If you disconnect the neutral wire from the bus bar and it's a live circuit with a load on it, it will definitely detect it.


----------



## macmikeman (Jan 23, 2007)

MTW said:


> If you disconnect the neutral wire from the bus bar and it's a live circuit with a load on it, it will definitely detect it.


Yes, so will mine. But mine won't while connected to the bus it won't, which is what happened during my event. Nothing lit up while it was connected so I proceeded to start demo. Did you read it at all? Once I pulled the neutral return out of the lug, I lit up instead of the little volt ticker device. This thread is about a warning to check for amp flow on that return before opening the circuit. Not to argue about what brand of volt tic is the best. If your fluke device shows current flow , with the neutral still in place and carrying the load, demonstrate it to us so we can all presently rush out to get one. It would be less of a hassle then reaching over to my husky bag to get out the t-x fluke volt tester . I have the new one with the bigger slot to read all the way up to 3/0. Two or three working clamps in the van, and ... a flexible really larger additional accessory amp clamp that will encircle any conductor they make.


----------



## MTW (Aug 28, 2013)

macmikeman said:


> Yes, so will mine. But mine won't while connected to the bus it won't, which is what happened during my event. Nothing lit up while it was connected so I proceeded to start demo. Did you read it at all? Once I pulled the neutral return out of the lug, I lit up instead of the little volt ticker device.


I'm saying that in that situation, simply checking the main neutral with your ticker would have detected it was live once disconnected from the lug.


----------



## macmikeman (Jan 23, 2007)

MTW said:


> I'm saying that in that situation, simply checking the main neutral with your ticker would have detected it was live once disconnected from the lug.
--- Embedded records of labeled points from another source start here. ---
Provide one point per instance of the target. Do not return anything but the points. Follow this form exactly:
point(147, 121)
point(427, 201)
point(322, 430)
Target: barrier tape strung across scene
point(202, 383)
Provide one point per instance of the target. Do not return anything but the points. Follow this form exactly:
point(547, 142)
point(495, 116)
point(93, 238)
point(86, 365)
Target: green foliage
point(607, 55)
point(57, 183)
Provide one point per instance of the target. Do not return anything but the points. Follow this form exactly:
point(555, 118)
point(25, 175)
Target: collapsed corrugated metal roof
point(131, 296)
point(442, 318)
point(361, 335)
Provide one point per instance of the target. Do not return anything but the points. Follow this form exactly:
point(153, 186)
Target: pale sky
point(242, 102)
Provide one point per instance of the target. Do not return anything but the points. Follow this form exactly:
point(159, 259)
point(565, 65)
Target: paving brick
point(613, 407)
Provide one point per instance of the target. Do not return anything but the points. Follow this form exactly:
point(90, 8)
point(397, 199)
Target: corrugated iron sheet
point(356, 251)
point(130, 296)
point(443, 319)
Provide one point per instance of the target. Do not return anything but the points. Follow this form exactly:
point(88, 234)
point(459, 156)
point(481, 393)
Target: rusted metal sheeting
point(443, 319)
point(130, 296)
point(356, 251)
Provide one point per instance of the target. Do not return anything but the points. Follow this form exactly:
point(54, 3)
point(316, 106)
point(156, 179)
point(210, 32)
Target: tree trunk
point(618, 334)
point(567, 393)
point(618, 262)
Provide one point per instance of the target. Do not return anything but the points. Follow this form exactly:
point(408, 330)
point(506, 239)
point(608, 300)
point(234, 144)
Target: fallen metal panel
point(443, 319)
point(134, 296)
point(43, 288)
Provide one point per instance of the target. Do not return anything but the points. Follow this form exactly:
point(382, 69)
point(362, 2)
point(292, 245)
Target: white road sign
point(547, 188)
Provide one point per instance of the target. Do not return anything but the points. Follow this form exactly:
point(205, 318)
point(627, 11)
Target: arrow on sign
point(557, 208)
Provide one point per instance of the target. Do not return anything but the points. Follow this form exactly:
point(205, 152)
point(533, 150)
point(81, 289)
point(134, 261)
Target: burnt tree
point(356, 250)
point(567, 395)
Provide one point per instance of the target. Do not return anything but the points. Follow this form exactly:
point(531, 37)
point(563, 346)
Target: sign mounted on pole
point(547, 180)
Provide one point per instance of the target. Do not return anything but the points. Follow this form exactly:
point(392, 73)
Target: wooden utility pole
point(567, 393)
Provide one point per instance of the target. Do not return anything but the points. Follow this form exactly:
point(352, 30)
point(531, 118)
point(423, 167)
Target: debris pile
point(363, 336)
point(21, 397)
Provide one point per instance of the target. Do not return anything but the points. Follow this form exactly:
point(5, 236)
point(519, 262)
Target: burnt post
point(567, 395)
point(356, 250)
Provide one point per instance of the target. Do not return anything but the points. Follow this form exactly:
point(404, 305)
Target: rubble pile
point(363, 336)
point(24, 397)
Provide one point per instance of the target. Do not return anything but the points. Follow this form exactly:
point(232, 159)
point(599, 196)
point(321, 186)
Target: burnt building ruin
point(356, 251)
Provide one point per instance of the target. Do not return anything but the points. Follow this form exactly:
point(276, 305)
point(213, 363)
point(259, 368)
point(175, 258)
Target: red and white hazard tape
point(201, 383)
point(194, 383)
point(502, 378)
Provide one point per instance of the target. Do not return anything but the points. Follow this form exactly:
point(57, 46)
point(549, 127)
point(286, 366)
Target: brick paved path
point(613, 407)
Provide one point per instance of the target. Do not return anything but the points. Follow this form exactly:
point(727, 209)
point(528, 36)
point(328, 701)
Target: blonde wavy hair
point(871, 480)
Ok I get it , except that be-otch required a whole lot of struggle to get it loose from the lug and my fingers ended up on the bare part when it did come loose. 
I shoulda had gloves on is what I shoulda had. Putting that aside, check the stupid neutral before pulling it out of the lugs and save yourself a potential potential...... Hey! my new tag line!


----------



## macmikeman (Jan 23, 2007)

HackWork said:


> A tick tracer will pickup a hot neutral after it has been disconnected from the grounded source, right?
> 
> *As far as using an amp clamp to test for current flowing, the meter would have to measure down to 50mA since that is what can kill you. Does the T5 or other common amp probes measure down that low?*


No they don't. But skin resistance comes into play here. I'm writing this reply right now , after passing current thru arm to arm. The rated current was 4.5 amps. I'm fairly certain I didn't take the full load or else I would have keeled over. P.S. I get shocks sorta about once every few months, have my whole life. I'm not endorsing them , just saying what a rootin tootin leather rough mean ornery cuss I really am . I am to tough what Hax is to handsome...... :vs_cool:


----------



## HackWork (Oct 2, 2009)

macmikeman said:


> No they don't. But skin resistance comes into play here. I'm writing this reply right now , after passing current thru arm to arm. The rated current was 4.5 amps. I'm fairly certain I didn't take the full load or else I would have keeled over. P.S. I get shocks sorta about once every few months, have my whole life. I'm not endorsing them , just saying what a rootin tootin leather rough mean ornery cuss I really am . I am to tough what Hax is to handsome...... :vs_cool:


Your situation was 4.5 amps flowing thru the circuit. But there could have only been 100mA of current flowing thru it. 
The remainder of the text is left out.